Parking seems to be so limited everywhere on the Island, where can our guests park?
    – Behind the Wheel

Dear Behind the Wheel,

    I’d suggest picking a specific place for your guests to park and renting a van to shuttle people. If you have a lot of guests staying in one place, you could hire a bus or trolley to bring them from hotel to ceremony to reception.

    Another idea is cheap labor: My wedding took place down a long, dirt road, and there was plenty of parking, but not in plain sight, so we hired a few strapping young lads (i.e., the neighbors’ kids) to park cars for our guests.

    Keep in mind, if guests are parking their own cars along narrow dirt roads, they could easily land shin-deep in poison ivy, or heel-deep in mud, or have their stockings – or worse, bare legs – attacked by prickers. The only pain your guests’ legs should endure is from dancing the night away, so any assistance you can offer on the parking front will be much appreciated.

I’ve heard rain is supposed to be good luck on your wedding day, but I’m not buying it. What do we do if it rains?
    – Afraid of Rain

Dear Afraid of Rain,

    There is no way to predict the weather on the Island.
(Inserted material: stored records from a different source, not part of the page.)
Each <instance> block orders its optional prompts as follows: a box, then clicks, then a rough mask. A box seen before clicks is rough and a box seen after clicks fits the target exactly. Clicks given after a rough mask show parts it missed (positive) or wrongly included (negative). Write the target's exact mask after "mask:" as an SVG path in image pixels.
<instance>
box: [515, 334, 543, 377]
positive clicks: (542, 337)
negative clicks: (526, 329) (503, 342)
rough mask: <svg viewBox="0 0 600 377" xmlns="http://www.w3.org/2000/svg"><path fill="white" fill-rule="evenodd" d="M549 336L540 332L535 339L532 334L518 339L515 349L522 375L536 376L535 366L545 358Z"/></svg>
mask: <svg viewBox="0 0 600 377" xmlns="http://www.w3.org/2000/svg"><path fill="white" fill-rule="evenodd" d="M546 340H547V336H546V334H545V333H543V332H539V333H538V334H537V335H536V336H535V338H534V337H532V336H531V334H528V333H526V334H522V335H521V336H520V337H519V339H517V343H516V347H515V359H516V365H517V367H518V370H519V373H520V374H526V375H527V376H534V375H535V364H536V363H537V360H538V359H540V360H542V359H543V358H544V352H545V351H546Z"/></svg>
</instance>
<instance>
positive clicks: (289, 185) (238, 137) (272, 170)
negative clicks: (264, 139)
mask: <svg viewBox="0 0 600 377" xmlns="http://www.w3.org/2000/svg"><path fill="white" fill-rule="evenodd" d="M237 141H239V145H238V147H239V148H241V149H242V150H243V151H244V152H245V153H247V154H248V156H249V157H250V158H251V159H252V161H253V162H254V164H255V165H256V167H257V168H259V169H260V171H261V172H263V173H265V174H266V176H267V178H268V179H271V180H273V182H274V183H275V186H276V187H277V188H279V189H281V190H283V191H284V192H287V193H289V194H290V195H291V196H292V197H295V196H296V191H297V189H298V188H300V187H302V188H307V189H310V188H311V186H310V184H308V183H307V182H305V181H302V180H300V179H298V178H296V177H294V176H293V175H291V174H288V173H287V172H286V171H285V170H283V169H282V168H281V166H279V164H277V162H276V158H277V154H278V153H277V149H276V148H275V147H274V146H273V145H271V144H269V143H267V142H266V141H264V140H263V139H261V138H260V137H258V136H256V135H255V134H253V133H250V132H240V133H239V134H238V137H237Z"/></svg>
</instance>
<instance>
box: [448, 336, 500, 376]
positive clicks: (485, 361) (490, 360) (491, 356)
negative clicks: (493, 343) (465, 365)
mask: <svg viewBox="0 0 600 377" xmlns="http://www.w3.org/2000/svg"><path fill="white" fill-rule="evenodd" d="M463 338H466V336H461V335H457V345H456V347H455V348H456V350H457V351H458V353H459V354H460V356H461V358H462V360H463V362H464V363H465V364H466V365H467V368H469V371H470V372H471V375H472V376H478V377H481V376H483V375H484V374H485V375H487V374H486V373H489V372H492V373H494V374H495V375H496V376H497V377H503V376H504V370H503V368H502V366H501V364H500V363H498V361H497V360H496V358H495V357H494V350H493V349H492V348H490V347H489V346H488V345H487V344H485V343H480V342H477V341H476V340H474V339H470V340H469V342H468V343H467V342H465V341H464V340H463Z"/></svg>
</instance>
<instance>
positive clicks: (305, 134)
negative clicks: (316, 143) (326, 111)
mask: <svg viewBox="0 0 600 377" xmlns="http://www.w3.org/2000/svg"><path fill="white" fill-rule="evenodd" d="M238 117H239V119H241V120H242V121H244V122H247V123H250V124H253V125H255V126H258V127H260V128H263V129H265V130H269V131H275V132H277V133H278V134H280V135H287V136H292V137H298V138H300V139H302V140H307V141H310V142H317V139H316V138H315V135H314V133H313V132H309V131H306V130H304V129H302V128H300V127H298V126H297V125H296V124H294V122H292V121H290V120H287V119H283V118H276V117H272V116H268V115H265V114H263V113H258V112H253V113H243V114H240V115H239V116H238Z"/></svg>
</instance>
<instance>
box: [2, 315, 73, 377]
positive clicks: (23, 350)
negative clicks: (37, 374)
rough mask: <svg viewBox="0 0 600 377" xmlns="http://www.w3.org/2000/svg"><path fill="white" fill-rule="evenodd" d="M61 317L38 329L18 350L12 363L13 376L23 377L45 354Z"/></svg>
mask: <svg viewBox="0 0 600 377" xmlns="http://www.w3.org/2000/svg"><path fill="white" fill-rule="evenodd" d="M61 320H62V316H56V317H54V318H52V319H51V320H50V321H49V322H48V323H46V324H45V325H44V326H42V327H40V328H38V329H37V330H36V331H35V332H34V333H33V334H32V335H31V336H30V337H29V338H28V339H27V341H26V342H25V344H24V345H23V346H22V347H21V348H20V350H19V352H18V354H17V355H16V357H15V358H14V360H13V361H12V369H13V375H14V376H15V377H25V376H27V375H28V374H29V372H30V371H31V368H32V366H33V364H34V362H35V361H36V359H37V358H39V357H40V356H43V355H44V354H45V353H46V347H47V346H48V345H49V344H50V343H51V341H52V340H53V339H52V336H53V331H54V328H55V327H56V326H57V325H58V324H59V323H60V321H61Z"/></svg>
Last year, June was sunny and lovely; in years past, it’s been more of a monsoon. September can be kind – an extra month of summer that no one expected – and also cruel with its procession of hurricanes as determined as your line of bridesmaids.

    My sister got married in a hurricane, and days before, as we watched that little, gray blob on the TV screen moving up the coast, she made peace with it. The location she had chosen for her reception was in a residential neighborhood, and the festivities had to be early in the day, so when hurricane Ivan threatened to crash the party, she welcomed him, saying, “If it rains, we’ll put the sides down on the tent, and people will think it’s night, so they’ll dance more.” And that’s exactly what happened.

    She was lucky to have planned her actual ceremony indoors though, so do make sure you have an alternative for where you exchange your vows. Just don’t stress about it; the weather is one of those things that makes the day uniquely your own – and it can make for fantastic photo ops.

Is there anything special we can do to ensure that our guests are comfortable at our outdoor ceremony?
    – Above and Beyond

Dear Above and Beyond,

    An outdoor wedding is a special kind of celebration that we take for granted around here, and there are definitely some little things you can do to increase your guests’ enjoyment: Consider placing a basket of bug spray and sun block, and a tub of bottled water or lemonade in a conspicuous location. Parasols are lovely (or umbrellas in the alternative situation) as are paper fans (print your programs on these). Put a little time into the details so that rather than the heat and the mosquitoes, your guests can focus on you.